Link Search Menu Expand Document
Start for Free

Backup and Restore

This page discusses backing up and restoring individual Stardog databases. For more information on backing up (and restoring) the entire Stardog server, please see the Server Backup section.

Page Contents
  1. Overview
  2. Backing up the Database
    1. Backup to S3
      1. IAM roles
    2. Backup to Google Cloud Platform (GCP)
    3. Backup to Azure Blob Storage
  3. Restoring a Database
    1. Restore from S3
    2. Restore from Google Cloud Platform (GCP)
    3. Restore from Azure Blob Storage
    4. Automatic Restore
    5. Restoring Permissions
  4. Logical Backup

Overview

Stardog provides two different kinds of backup operations: database backups and server backups. In this section, we’ll just be discussing database backups. These commands perform physical backups, including database metadata, rather than logical backups via some RDF serialization. They are native Stardog backups and can only be restored with Stardog tools as explained below.

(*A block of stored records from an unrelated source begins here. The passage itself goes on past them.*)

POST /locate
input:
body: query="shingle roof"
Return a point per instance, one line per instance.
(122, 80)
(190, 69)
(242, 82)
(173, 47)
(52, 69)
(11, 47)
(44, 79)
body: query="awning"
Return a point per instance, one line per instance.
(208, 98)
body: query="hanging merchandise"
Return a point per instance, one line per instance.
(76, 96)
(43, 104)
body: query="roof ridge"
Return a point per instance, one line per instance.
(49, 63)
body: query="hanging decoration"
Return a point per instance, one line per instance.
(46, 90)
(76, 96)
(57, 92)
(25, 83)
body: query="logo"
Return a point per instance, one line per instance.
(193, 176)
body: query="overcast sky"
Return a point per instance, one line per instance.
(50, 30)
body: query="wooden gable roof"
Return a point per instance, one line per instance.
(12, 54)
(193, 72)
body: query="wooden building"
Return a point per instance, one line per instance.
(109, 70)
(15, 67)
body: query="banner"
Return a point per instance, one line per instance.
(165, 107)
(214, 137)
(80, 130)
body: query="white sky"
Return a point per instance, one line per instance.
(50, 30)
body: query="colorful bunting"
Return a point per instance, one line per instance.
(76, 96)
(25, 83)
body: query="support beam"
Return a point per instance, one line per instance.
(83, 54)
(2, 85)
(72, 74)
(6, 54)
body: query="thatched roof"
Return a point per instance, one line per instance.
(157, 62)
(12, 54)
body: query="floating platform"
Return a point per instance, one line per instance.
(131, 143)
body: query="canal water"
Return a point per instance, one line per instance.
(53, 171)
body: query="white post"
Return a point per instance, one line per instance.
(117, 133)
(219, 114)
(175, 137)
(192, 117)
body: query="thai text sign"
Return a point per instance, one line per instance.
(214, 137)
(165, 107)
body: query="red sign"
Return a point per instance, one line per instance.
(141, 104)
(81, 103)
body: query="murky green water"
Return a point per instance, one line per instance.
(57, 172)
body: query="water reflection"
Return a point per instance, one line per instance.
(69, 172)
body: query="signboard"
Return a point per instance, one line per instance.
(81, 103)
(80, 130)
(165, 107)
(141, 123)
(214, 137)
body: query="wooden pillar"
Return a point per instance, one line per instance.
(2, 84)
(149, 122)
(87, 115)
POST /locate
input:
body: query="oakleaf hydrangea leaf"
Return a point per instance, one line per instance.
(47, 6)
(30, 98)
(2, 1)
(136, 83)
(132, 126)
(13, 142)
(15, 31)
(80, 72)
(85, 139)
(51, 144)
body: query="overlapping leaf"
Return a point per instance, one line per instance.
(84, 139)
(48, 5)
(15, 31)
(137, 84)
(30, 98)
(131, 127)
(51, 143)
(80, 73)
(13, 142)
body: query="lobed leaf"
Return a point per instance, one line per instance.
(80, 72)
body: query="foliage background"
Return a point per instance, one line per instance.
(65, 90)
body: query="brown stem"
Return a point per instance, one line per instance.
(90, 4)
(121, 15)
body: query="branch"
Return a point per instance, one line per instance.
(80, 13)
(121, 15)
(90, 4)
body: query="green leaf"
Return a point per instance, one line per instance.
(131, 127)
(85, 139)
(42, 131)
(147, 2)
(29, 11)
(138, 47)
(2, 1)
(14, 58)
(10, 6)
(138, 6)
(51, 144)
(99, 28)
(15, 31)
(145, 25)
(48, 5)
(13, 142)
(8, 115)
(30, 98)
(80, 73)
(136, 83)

Backups may be accomplished while a database is online. The backup is performed in a read transaction; reads and writes may continue, but writes performed during the backup are not reflected in the backup.

Backing up the Database

A database backup saves the contents of a single database along with database metadata, including user and role permissions associated with the database. Database backups can be written to the file system, AWS S3, Google Cloud Platform, or Azure Blob Storage.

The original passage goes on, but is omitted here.